# #FotoshopFriday: Audi RS 3 Sedan Envisioned by P.R. Walker



## [email protected] (Apr 9, 2004)

There’s no doubt in our mind that the upcoming RS 3 sedan is one of the most hotly anticipated new models from Audi. The new MQB chassis A3 and S3 already look like winners, and the idea of combining the super potent 2.5 TFSI engine with the upcoming sedan version would seem to mix the magic size of the B5 S4/RS 4 with the magic Audi 5-cylinder drivetrain.

Thus far we’ve published one profile shot of the RS 3 sedan, which we based on the A3 sedan concept shown in Geneva last year. Following his improvement on our RS 3 Sportback mockup, Paul Walker (a.k.a. PR Walker) dropped us a note asking us whether we’d be interested in publishing photos of his own take on an RS 3 sedan. Of course the answer was yes and you’re now seeing the results of his labor.

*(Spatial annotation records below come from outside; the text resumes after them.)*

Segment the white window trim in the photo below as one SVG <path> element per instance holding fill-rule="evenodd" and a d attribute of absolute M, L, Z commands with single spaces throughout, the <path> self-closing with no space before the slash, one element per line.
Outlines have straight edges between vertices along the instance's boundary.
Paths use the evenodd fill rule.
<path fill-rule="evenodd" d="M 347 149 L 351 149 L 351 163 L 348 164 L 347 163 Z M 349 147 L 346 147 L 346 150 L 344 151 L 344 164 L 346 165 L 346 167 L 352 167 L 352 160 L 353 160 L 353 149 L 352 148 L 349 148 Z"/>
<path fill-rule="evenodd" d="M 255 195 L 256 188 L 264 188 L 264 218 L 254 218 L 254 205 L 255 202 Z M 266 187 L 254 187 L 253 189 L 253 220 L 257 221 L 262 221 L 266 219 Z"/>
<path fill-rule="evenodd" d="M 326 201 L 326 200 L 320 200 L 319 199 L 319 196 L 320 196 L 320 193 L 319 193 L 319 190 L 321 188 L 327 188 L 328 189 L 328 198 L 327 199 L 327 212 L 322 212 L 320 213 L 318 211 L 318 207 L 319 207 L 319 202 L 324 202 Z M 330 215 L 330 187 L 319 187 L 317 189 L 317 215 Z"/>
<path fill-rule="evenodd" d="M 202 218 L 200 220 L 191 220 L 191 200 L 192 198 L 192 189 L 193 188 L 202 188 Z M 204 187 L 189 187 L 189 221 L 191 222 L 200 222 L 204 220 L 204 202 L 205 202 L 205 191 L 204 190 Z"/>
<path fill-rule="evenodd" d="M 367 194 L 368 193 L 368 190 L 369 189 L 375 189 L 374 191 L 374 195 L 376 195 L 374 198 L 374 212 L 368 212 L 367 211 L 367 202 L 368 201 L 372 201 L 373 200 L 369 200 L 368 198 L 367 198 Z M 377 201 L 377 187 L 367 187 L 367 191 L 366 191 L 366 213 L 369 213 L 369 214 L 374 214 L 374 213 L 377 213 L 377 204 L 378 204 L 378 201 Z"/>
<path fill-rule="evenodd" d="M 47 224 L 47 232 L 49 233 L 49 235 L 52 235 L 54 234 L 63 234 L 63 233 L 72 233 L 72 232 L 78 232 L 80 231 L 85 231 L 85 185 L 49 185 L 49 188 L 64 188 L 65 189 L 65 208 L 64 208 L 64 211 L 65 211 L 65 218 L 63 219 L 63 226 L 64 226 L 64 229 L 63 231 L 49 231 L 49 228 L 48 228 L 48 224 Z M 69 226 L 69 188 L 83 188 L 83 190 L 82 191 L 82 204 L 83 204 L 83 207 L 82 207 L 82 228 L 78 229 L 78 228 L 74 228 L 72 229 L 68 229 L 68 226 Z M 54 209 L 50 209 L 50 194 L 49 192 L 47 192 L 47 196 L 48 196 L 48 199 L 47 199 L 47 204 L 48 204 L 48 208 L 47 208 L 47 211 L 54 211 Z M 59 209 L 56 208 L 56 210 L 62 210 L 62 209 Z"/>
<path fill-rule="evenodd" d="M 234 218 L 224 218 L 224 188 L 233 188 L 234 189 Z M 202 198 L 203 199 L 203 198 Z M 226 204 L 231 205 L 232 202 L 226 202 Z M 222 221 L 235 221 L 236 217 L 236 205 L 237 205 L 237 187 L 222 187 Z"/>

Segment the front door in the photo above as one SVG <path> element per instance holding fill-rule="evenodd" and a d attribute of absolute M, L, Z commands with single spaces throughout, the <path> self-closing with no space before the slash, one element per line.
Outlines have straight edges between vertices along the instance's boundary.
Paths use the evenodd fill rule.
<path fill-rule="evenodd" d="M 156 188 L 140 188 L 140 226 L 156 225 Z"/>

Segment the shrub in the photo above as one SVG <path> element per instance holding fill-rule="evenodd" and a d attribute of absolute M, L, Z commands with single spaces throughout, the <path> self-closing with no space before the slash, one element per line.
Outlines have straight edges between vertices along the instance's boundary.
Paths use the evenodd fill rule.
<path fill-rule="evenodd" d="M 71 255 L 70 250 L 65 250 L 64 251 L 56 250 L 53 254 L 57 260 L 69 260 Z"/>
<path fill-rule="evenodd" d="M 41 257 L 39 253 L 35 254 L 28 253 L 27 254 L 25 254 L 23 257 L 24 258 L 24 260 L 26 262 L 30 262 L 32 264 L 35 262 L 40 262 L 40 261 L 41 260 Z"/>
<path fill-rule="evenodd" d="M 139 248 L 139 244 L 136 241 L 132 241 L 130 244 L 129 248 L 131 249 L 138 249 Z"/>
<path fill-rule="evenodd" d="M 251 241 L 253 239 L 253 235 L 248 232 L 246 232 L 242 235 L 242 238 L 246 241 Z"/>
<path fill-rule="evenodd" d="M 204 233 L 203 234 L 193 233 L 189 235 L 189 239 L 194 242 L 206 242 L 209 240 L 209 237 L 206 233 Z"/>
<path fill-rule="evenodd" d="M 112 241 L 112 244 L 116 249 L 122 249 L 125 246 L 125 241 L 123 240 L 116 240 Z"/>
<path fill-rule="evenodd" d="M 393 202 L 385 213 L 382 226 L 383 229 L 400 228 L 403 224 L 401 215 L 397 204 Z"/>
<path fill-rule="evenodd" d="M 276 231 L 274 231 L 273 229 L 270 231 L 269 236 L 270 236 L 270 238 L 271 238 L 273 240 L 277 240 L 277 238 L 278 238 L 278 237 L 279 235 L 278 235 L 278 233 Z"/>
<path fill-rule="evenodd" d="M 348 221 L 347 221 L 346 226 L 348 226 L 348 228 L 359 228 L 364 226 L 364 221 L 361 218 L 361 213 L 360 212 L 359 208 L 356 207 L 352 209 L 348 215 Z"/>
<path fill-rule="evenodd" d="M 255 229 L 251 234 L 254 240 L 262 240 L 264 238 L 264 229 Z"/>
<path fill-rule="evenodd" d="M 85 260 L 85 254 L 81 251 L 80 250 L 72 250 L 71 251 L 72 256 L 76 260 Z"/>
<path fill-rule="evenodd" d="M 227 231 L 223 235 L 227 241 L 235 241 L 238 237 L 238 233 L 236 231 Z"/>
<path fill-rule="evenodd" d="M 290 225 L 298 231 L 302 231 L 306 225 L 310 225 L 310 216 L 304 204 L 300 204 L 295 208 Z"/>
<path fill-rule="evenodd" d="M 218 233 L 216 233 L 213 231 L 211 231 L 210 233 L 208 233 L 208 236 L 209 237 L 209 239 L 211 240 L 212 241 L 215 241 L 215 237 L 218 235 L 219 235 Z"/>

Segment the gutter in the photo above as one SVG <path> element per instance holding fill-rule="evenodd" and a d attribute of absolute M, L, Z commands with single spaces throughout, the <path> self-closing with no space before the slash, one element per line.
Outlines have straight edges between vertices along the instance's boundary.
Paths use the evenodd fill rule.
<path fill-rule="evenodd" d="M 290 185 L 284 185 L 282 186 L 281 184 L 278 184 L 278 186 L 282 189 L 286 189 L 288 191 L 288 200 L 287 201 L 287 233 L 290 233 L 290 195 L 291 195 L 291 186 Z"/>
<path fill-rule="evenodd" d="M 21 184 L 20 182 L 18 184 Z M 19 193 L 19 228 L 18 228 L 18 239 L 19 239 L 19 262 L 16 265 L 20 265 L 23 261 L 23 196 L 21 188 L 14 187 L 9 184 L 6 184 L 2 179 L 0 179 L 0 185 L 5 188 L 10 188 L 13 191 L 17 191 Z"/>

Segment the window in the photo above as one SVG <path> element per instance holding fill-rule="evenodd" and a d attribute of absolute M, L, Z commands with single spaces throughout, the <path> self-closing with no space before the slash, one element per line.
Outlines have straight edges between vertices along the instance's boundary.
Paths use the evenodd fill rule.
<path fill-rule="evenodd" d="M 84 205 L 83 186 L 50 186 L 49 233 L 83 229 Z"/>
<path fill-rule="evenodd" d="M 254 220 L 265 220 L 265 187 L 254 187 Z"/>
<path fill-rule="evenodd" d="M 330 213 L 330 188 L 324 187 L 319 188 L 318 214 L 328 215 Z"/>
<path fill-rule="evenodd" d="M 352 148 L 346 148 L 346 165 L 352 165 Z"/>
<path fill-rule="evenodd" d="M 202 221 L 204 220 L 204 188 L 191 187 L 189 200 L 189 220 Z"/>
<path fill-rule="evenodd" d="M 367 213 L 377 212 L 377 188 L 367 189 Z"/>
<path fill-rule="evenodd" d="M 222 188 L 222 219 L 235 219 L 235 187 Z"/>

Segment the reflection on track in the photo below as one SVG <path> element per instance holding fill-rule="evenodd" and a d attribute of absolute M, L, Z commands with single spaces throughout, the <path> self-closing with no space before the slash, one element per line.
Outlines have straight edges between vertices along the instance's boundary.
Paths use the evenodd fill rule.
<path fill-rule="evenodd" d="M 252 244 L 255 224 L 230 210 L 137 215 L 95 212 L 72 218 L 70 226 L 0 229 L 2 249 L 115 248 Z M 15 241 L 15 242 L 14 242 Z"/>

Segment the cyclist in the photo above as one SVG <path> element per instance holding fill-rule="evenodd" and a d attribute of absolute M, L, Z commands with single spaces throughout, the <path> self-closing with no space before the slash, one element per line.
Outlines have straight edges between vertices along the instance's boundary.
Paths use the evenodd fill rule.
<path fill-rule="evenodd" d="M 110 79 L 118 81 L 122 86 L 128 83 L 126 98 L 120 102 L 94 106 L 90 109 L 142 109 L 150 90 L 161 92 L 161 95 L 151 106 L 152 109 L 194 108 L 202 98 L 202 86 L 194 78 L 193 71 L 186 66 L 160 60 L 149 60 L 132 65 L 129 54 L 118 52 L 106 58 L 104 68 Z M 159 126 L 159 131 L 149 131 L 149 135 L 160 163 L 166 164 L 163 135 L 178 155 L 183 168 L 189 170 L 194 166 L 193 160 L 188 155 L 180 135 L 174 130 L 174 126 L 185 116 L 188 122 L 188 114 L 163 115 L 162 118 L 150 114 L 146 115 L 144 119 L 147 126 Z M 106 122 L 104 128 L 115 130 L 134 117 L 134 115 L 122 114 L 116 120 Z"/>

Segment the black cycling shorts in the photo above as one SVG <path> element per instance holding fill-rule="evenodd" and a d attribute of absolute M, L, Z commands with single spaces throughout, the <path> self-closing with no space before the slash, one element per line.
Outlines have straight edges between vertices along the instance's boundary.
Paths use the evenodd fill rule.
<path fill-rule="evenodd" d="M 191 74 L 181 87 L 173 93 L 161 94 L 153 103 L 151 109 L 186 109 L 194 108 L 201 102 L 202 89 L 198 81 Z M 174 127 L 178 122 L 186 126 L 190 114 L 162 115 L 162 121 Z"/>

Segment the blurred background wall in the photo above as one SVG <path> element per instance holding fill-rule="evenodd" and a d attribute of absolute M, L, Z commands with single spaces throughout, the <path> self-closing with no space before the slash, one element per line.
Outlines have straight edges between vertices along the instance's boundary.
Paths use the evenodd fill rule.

For your enjoyment, Paul has put together several versions with various simulations of popular Audi colors like Suzuka Grey and Misano Red. He’s also added more of the RS Q3 cues and the likely higher roofline of the production A3 versus our take that had the lower roof line of the concept car and cues from the B8 RS 4. As with his first round with the A3 Sportback, we suggest his take on the sedan will prove more true-to-form to a production version than will ours. Whatever the case, both are eye candy.

More shots in various can also be found in this story, LINK HERE: http://fourtitude.com/news/audi-rum...day-audi-rs-3-sedan-envisioned-by-p-r-walker/


----------



## djdub (Dec 30, 2001)

Let me just say that seeing both cars side by side is an awesome perspective and confirmation of how much I like the Sportback. With that said, I think the Sedan by PR Walker is a very well done design. I can totally see both of these being close to the production car. 

Nice work Guys and thanks for the hard work here. :thumbup::beer:


----------



## Rudy_H (Jul 6, 2012)

djdub said:


> Nice work Guys and thanks for the hard work here. :thumbup::beer:


Agreed!

To be honest, I would prefer the sport back too, however if at least we got the sedan, I would still be happy.


----------



## djdub (Dec 30, 2001)

The only crappy thing about the sedan is that it will force me to buy a rack. Not that I won't anyway with the Sportback but...I can't stand the lack of room from a Sedan vs. Sportback. (Large trunk or not. It still sucks in comparison.)

Starting to get excited either way. Can't wait for some official freakin' news about the US...


----------



## TBomb (Sep 23, 2009)

Both cars look amazing, and I would happily drive either one. Owning a current gen A3 I am partial to the sportback, but if we don't get a choice here I think I'd be happy with the sedan umpkin:


----------



## Pathfinder2041 (Sep 20, 2003)

The renders are fantastic and Audi has their work cut out to make the reality of the new RS3 look and drive even better!


----------